I recently found myself writing a document containing mostly English and a little bit of Hebrew on Linux in OpenOffice.org Writer (using a prerelease of the upcoming Fedora 11).
I was pleased to see that since the last time I looked, right-to-left (RTL) text entry has improved by leaps and bounds in both Linux and OpenOffice.org. I was able to easily find the necessary control panel to allow me to add a Hebrew keyboard layout and configure how to switch to it, and it even generated a printed keyboard diagram showing all the Hebrew keys. Best of all, entry of Hebrew vowels is now supported and works astoundingly well. I was even able to cut and paste voweled text from a Web page into OpenOffice.org, and it “just worked.” It’s really quite impressive.

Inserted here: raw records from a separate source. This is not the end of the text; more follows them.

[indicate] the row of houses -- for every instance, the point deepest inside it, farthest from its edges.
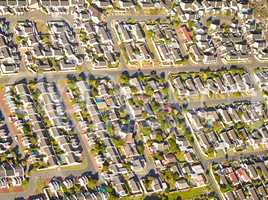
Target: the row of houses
(166, 44)
(99, 45)
(214, 83)
(112, 156)
(241, 176)
(42, 131)
(161, 134)
(223, 133)
(11, 175)
(10, 58)
(133, 37)
(128, 4)
(56, 50)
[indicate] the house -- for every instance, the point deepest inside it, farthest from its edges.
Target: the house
(186, 34)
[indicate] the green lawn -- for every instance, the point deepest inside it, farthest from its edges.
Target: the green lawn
(189, 194)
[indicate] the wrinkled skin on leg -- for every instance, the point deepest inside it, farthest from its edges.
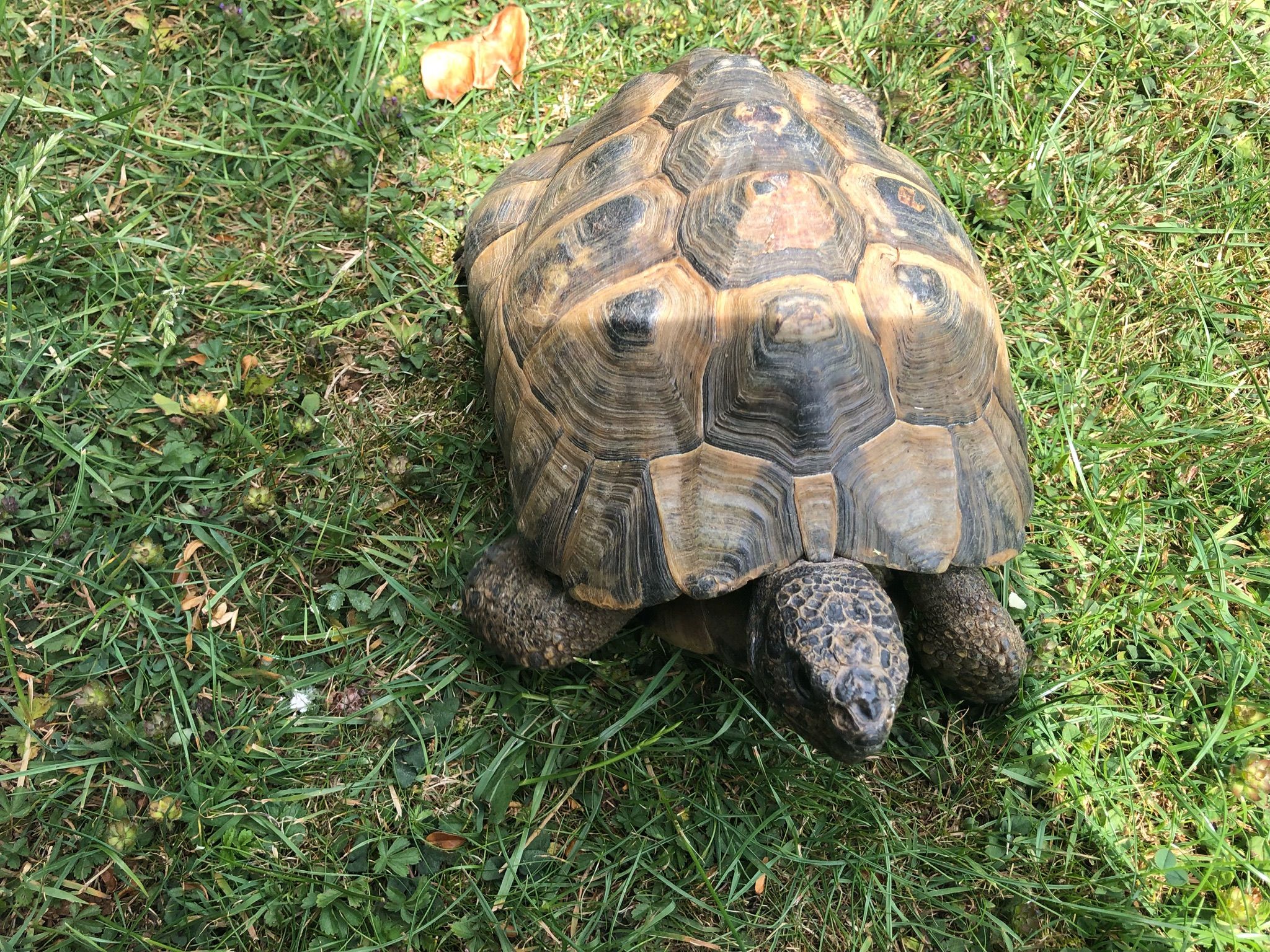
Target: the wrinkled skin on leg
(964, 638)
(525, 615)
(826, 650)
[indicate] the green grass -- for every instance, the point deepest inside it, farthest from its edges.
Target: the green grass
(1113, 165)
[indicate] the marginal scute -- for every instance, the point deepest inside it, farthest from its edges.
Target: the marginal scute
(636, 100)
(1014, 450)
(614, 555)
(623, 369)
(498, 214)
(768, 225)
(727, 518)
(992, 512)
(535, 167)
(797, 377)
(616, 238)
(850, 133)
(546, 513)
(900, 495)
(718, 83)
(906, 216)
(487, 277)
(600, 170)
(936, 334)
(528, 443)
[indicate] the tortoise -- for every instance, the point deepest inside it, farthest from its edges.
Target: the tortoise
(747, 372)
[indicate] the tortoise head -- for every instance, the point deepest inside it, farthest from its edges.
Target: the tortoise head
(826, 650)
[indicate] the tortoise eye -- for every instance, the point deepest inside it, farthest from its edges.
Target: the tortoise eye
(802, 679)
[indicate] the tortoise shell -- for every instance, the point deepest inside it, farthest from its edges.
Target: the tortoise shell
(727, 329)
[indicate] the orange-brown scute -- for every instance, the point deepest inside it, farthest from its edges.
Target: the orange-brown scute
(786, 209)
(733, 329)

However, there was one annoying quirk that I just couldn’t figure out. I came up with a workaround, but I’m wondering if there’s a “right” solution that I was unable to find.

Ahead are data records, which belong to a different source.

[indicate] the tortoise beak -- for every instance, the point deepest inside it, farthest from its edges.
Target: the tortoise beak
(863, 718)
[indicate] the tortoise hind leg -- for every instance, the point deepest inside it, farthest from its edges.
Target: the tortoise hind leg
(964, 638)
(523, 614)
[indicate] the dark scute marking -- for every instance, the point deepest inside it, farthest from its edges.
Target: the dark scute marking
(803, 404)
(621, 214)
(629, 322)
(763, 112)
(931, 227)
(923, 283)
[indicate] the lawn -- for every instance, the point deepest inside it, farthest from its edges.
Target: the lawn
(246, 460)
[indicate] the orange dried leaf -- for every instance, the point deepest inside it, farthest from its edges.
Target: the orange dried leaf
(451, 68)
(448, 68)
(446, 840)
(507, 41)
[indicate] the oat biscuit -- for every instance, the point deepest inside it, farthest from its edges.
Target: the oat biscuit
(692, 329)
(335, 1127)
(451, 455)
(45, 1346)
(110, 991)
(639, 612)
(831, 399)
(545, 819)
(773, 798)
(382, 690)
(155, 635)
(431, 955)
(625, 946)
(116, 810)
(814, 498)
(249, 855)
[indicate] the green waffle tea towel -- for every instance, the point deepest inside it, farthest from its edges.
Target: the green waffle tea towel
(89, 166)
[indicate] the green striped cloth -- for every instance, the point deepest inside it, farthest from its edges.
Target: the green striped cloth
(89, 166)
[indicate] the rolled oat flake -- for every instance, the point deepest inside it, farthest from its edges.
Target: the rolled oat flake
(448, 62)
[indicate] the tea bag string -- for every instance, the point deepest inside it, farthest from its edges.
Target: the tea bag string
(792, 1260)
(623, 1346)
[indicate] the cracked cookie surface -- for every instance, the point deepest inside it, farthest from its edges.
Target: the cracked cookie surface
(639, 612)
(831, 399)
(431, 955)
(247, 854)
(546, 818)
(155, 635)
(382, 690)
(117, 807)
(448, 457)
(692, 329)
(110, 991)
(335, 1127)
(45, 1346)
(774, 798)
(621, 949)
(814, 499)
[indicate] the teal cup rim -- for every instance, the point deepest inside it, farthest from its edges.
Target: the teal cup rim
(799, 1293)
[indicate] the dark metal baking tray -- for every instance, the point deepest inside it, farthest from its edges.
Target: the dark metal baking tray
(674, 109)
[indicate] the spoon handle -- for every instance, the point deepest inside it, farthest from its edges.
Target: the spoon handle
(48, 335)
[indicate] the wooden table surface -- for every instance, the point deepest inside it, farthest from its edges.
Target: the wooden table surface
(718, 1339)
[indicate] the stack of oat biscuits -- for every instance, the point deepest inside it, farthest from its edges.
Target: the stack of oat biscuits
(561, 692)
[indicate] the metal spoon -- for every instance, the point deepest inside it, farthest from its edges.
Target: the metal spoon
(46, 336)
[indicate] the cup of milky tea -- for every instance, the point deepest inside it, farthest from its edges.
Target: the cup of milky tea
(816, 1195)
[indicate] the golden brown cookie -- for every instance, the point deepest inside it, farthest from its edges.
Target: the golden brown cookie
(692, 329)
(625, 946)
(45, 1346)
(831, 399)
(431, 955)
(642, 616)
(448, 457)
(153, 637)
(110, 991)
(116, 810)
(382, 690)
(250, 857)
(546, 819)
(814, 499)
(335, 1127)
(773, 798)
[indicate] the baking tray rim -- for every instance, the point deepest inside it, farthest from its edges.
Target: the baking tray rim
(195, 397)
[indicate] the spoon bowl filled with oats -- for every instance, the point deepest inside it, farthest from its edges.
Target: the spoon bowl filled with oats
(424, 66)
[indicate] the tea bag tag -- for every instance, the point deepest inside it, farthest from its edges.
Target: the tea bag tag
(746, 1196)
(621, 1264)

I wanted to typeset a single Hebrew word at the end of an English sentence, then another lone Hebrew word at the beginning of the next English sentence, like this: “… from תנ”ךa. חַנָּה called …” As soon as I started typing the second Hebrew word, Writer decided that both words, with the period and spaces in between them, were part of a continuous span of Hebrew text, and therefore it incorrectly typeset them all RTL, like this: “… from תנ”ך. חַנָּה called …” Doh!

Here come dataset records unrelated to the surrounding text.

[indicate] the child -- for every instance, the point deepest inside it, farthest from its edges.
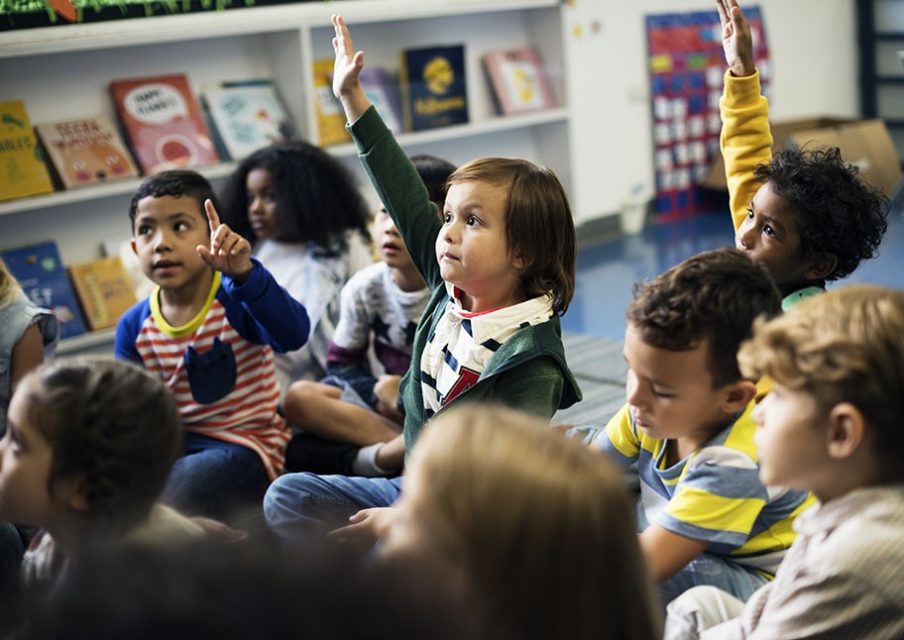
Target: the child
(87, 451)
(500, 267)
(211, 338)
(804, 215)
(831, 425)
(705, 516)
(530, 525)
(303, 213)
(381, 306)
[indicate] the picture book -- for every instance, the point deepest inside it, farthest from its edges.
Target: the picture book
(104, 290)
(330, 116)
(163, 123)
(86, 151)
(434, 89)
(40, 272)
(519, 81)
(246, 116)
(22, 169)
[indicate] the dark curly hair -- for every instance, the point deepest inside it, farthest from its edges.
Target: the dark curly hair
(113, 428)
(836, 212)
(716, 295)
(317, 198)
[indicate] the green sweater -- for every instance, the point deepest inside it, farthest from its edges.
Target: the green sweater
(528, 371)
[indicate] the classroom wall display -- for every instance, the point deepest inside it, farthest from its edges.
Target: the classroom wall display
(686, 68)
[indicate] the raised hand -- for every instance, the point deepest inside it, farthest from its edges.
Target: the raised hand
(229, 252)
(736, 39)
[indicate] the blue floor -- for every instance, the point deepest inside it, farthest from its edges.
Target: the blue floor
(606, 272)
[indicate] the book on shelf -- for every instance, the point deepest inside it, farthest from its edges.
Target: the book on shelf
(41, 274)
(330, 116)
(85, 151)
(519, 81)
(433, 87)
(104, 290)
(163, 123)
(245, 116)
(22, 168)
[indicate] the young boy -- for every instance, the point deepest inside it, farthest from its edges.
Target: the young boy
(705, 516)
(831, 425)
(804, 215)
(209, 330)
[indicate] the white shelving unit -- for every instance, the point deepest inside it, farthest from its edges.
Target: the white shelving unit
(65, 71)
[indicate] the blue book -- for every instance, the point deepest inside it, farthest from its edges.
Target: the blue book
(41, 274)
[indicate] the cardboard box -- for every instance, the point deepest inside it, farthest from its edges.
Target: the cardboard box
(865, 143)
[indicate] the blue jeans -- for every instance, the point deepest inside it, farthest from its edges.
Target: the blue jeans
(215, 478)
(306, 504)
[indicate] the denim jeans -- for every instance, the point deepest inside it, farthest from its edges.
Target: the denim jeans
(306, 504)
(215, 478)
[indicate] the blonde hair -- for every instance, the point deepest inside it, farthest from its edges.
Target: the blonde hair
(543, 527)
(844, 346)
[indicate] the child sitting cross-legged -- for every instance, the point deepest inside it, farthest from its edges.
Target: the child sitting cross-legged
(705, 515)
(830, 425)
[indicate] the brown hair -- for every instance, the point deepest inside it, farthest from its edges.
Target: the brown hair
(542, 526)
(113, 428)
(714, 295)
(844, 346)
(539, 228)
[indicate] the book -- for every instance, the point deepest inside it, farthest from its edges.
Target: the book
(433, 85)
(104, 290)
(22, 169)
(382, 89)
(246, 116)
(86, 151)
(163, 123)
(519, 81)
(40, 273)
(330, 116)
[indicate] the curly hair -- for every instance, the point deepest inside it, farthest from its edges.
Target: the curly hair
(113, 428)
(317, 199)
(846, 345)
(713, 295)
(836, 212)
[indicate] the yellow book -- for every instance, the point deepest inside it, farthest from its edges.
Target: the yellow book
(22, 169)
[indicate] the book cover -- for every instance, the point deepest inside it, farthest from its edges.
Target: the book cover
(246, 116)
(22, 169)
(163, 123)
(330, 116)
(433, 84)
(86, 151)
(519, 81)
(40, 272)
(104, 290)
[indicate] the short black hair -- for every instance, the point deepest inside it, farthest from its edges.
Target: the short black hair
(177, 183)
(837, 213)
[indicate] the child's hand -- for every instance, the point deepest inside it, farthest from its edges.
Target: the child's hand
(229, 252)
(346, 72)
(736, 39)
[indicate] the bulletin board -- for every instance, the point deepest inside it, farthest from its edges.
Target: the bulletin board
(686, 66)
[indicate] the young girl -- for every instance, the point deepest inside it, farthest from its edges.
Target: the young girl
(500, 265)
(538, 554)
(302, 212)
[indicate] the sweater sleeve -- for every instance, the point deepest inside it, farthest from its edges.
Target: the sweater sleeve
(746, 140)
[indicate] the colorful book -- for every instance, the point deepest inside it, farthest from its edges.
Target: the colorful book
(104, 290)
(433, 85)
(22, 169)
(330, 116)
(86, 151)
(519, 81)
(40, 272)
(163, 122)
(246, 116)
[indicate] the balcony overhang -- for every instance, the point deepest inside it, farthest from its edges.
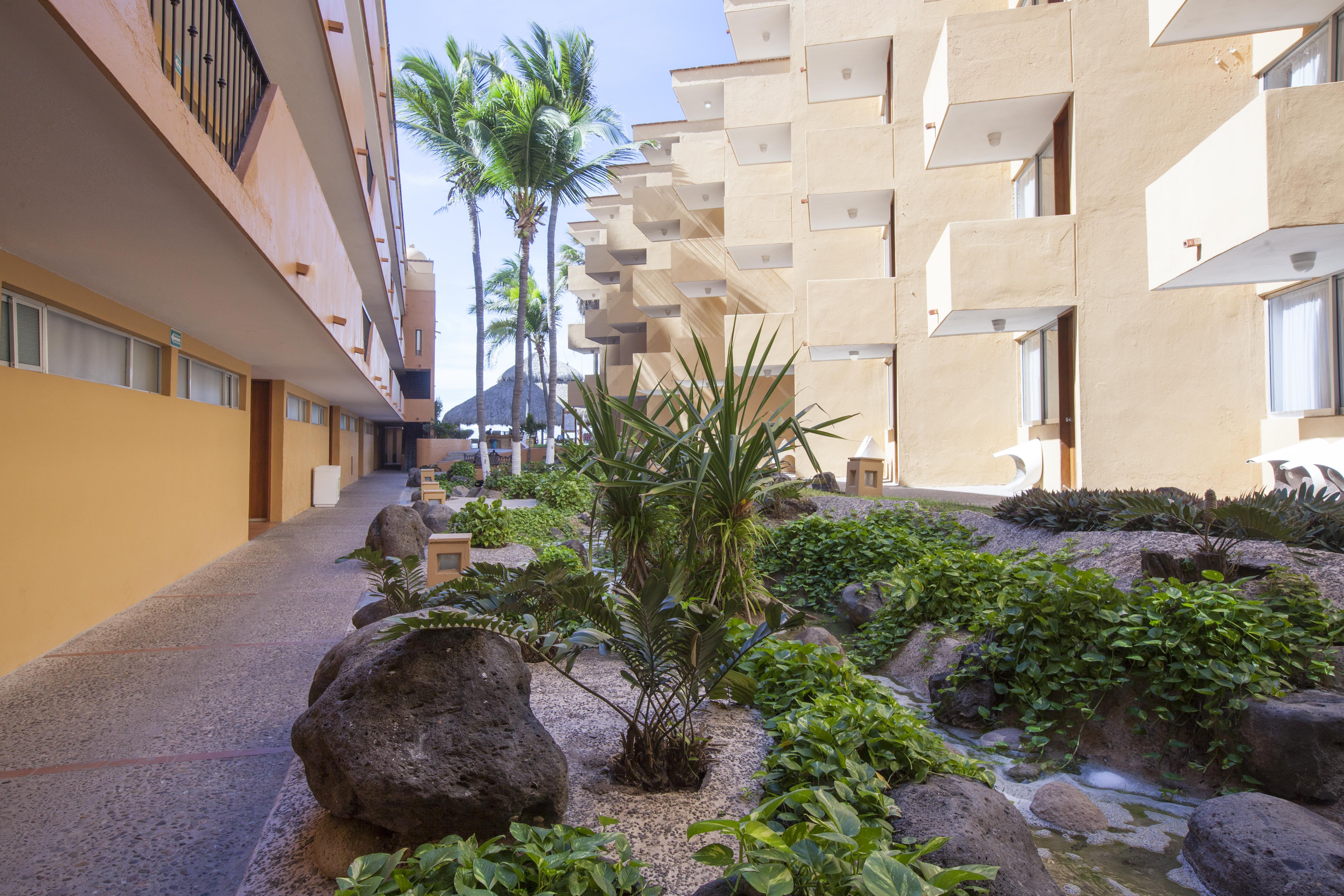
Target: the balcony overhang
(998, 82)
(999, 267)
(1185, 21)
(763, 144)
(760, 33)
(701, 101)
(842, 212)
(849, 70)
(855, 352)
(581, 343)
(763, 257)
(661, 232)
(1252, 203)
(662, 152)
(627, 257)
(998, 320)
(701, 197)
(703, 288)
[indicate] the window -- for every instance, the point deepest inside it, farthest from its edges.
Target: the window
(1041, 377)
(1300, 359)
(201, 382)
(46, 340)
(1034, 189)
(1316, 60)
(296, 409)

I searched and searched for the correct way to tell Writer, “This is the end of this Hebrew phrase, regardless of what comes after it,” but I couldn’t find anything. The workaround I eventually came up with in Writer (and, for that matter, in HTML — the same workaround is employed above in the first example) is to insert a tiny English letter with a white foreground color (to make it invisible) after the first Hebrew word, to force the editor back into English mode before the period.
I put the invisible letter before the period rather than after it because I was typesetting with full justification and I didn’t want there to be a tiny visible gap if the first Hebrew word ended up being the last word on the line.
Is this a known problem in typesetting circles? Is there a better solution?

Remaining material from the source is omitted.